The Government is concerned that tensions between Sinn Fein and the Democrat Unionist Party (DUP) over Brexit will hamper attempts to find an all-Ireland solution to Britain's decision to leave the European Union.
Secret Cabinet briefing material seen by the Sunday Independent states that the "divergence" on the UK referendum results between the two main parties in the Northern Ireland Assembly has "inevitably impacted" on their "capacity to deal with consequences" of Brexit.
Sinn Fein has questioned the outcome of the referendum as Northern Ireland voted to remain while the DUP supported a Leave vote. The Cabinet papers note that so far the power-sharing executive only agreed to a number of 'asks' on Brexit which were contained in a letter sent to British Prime Minister Theresa May in August.
The letter asked that free movement of people, goods and service between North and South should remain in place and also pointed to a need to allow Northern Ireland to trade with EU member states.
The Cabinet papers were given to ministers ahead of Friday's North South Ministerial Council meeting in Armagh.
"In light of the internal dynamics in the Executive, however, it is still far from certain how much more detail on their priorities and 'asks' the Northern Ireland Executive will bring to this plenary meeting," the briefing stated.
The last Ministerial Council meeting was overshadowed by a spat between Taoiseach Enda Kenny and DUP leader Arlene Foster over the Fine Gael leader's all-island Brexit forum.

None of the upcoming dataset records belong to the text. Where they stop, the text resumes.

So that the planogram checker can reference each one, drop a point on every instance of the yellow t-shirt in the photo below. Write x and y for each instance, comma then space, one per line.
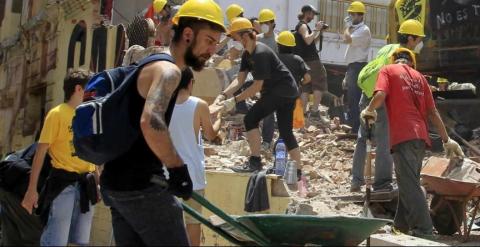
57, 132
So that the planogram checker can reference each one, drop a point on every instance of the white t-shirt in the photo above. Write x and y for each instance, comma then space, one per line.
188, 144
358, 50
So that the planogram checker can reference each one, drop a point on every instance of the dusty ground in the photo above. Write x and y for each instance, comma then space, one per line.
327, 160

Ms Foster also publicly criticised the Government for "talking down" Northern Ireland's economy as part of an attempt to poach investors.
However, Friday's meeting was described as constructive by all sides.
Last week, Ms Foster also met Mr Kenny in Government Buildings where they agreed to work toward securing a Brexit deal that would benefit both sides of the Border.
A separate Cabinet briefing document also urges ministers to "sensitise" EU member states and institutions to Ireland's concerns during he Brexit negotiations in the run- up to the British government triggering Article 50.
Meanwhile, Ireland's plans to capitalise on the UK's Brexit vote have taken a hit after it was proposed that a special London-only visa be created to allow the city to maintain access to foreign labour.
Many Irish companies hope to attract financial sector work and jobs to Dublin when Britain leaves the EU, but plans are being discussed to protect London's role as a key location for international banks and businesses.
While the new visa would be welcomed by the thousands of Irish people living and working in London, it would come as a blow to banks and financial businesses in Dublin hoping to compete with the likes of Paris and Frankfurt for major investment.
It comes after Finance Minister Michael Noonan warned that it could take new banks more than 12 months to get a licence to operate here.
London Chamber of Commerce and Industry warned Mrs May to act fast and secure practical immigration methods for the city post-Brexit.
The city fears losing 160,000 workers at a cost of £7bn (€8.15bn) to the economy by 2020 as many EU nationals in London would not meet immigration rules if they remain unchanged.
Royal Bank of Scotland chairman Howard Davies has warned Mrs May that jobs will be lost to Ireland and the EU.
He said American and Japanese banks were taking stock of how Brexit may impact on their access to European markets.
As Ireland remains in the EU, a move to Ireland would be attractive to some banks looking for security and guaranteed access to Europe.
"They are currently making contingency plans and once you've got a contingency plan - hey, there is a risk you might implement it one day," said Mr Davies. "And therefore I think that it is quite urgent."
Deloitte consultant Cormac Hughes said Dublin remained a strong option for foreign direct investment but Irish firms operating in the UK needed to consider how Brexit will affect them.
"For quite a few businesses whose main market is in the UK, what you really need to think about is doubling down on investment there," he said.
"That could mean acquiring business over there, new partnerships or looking for opportunities created by the Brexit situation.
"Uncertainty is not helpful to anyone really because it can delay decisions and looking at the UK, what we have seen is that finance directors are much more cautious now and there is a lot more 'wait and see' behaviour.
"Ireland has always been a strong location for foreign investment and during this particular period of uncertainty, Ireland is particularly attractive for companies coming to Europe."
Fianna Fail senator Terry Leyden has urged people to consider applying for a British passport once the UK leaves the EU. He said people should "not be ashamed" to apply if it meant easier access to the UK. The senator said a person born in the Republic before January 1949, with a parent born in Ireland before March 1922, was entitled to a British passport.